Edgar Allan Poe escribió “El hombre de las multitudes” como un intento, creo, por dejarnos ver la soledad propia proyectada en los demás, como una forma de atacar tanto la indiferencia de unos a los otros como ese terror agorafóbico a los desconocidos que no es otra cosa sino el temor a uno: no estar solo jamás, buscar estar en medio de quienes sea como una manenra de no pensar en uno mismo.
¿Qué pasaría si alguien hiciera lo contrario en un mundo interconectado e hiper comunicado? ¿Qué ocurriría si alguien negara su propia identidad para hacerse adicto a la de los demás, robando con meticulosidad científica las facciones, las formas, la voz, los ademanes de otros para negar los propios?
¿Cómo se es adicto a los demás?
Un ilustre desconocido es el comienzo de esa pregunta, la historia de un hombre que no soporta ser él mismo y que al practicar ser los demás entra en espirales que de tan creativas se vuelven destructivas, no sólo de su persona, sino poco a poco, de los demás.
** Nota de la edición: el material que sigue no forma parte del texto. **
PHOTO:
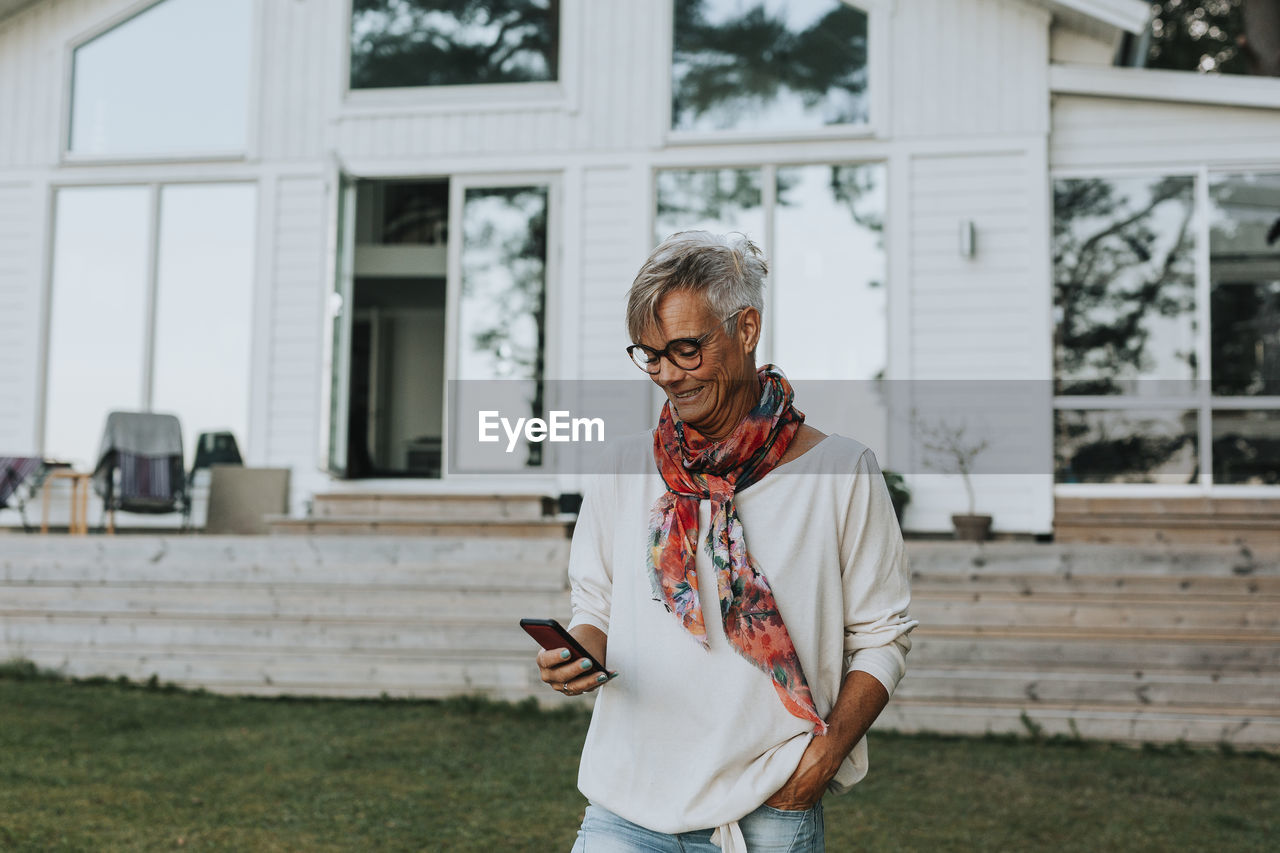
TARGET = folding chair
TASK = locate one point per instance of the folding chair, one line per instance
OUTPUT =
(16, 471)
(140, 466)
Ese hombre es una especie de paradoja temporal que al hacer existir a dos personas idénticas en la misma ciudad (un París sin “luces”, bien por eso) ocasiona fracturas en todas las realidades con que roza. ¿La razón? Primero, que ese acto de apropiación parece un robo pues se realiza, cermonialmente pero no por ello de manera alegre, en los terrenos de aquél al que se le vampirizará la identidad. Segundo, porque la razón está escondida en la mente de este hombre de multitudes internas, de acumulación de vidas ajenas.
Es por ello que cuando esas paradojas se hacen evidentes nuestro sujeto de estudio (lo vemos con la misma obsesión y curiosidad con que él observa a los demás para convertirse en ellos) opta por detenerse y pasar al siguiente rostro, una vida más que le hará olvidar la suya.